Strangely this fledging art interest was gathering momentum while Heath was among Kiwi troops and a huge American contingent fighting the final stages of World War II on remote Florida Island in the Solomon Islands.
"Because there were Americans, the mail was really good, if you sent things away they always got there, especially to America."
In the mess one day he happened to pick up a Washington School of Art magazine and realised the front cover was the picture he had drawn.
"I thought I was made, I thought I was going to be a big artist, you know ‘come in Miss Jones, take notes please’, as big as that."
On returning to New Zealand at the end of the war Heath's enthusiasm and self belief in his artistic ability was somewhat dented when he took a bundle of drawings into an advertising agency with a view to securing some work only to be told "the drawings of hands are hopeless, sorry, you'll never be an artist, I'd suggest you take up something else".
It was a knock that was never going to send young Heath flying. Instead he returned to the safety of The Evening Post and started work as a photo engraver. But with art still in mind he grabbed the chance to work at Milsom Studios, an advertising agency, where he learnt the basics of hand lettering.
"Drawing one word could take a whole morning, everything had to be so precise, it was a good grounding."
By 28 Heath had sufficient expertise to go it alone and began freelancing. Work ranged from record covers to book covers, hoarding signs to advertising display art. But it was a mate who lived round the road that persuaded him to start doing a few illustrations for The Dominion along with all his other contracts.
"I started just doing small illustrations, not cartoons, and then they said ‘C'mon Heath we'd like you to do cartoons’ and I said ‘no way’. Six months later they approached me again, I gave in and said I would try and that's when it all began."
"If I got an idea I would scribble out something, go and see the editor and make sure it fitted with their policy and then draw it up."

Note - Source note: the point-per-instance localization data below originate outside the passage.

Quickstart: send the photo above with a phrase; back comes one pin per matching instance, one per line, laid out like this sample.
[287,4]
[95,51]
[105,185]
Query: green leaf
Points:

"Political cartoons were always the hardest until I got into the know a bit. The standard man-in-the-street, beer-prices-type cartoon was easy."
Touch-ups or second and third attempts at a cartoon were not for Heath, each cartoon was drawn quickly prefaced only by much thought. And while the public face of the man is his cartoon art, less known is his enormous research and dedication to the drawing of some of New Zealand's iconic machines and fish.
He illustrated two volumes of New Zealand trains — Classic Steam Locomotives and Classic Railcars, and Electric and Diesel Locomotives. It was a huge effort involving travel throughout the country, visiting rail museums, photographing and sketching to then return home to spend hundreds of hours painstakingly drawing each illustration bolt and nut perfect.
He also illustrated the book Shipwrecks around New Zealand and his little-known illustrations of New Zealand fish are being reproduced and for sale for the first time. Aucklander Keith Cagney has digitised Heath's fish art and describes the illustrations as "exquisite watercolour works" that every New Zealander should own.
After a quadruple bypass last year Heath has slowed from his usual fast pace, but daughter Maude keeps encouraging him to head to his studio, where his latest works are "cog art" mixing his wickedly dry cartoon humour with his artistic talent all started nearly seven decades ago in a remote island in the Pacific.
Heath's latest cog art can be seen at Artel Gallery, Lindale tourist complex, Paraparaumu.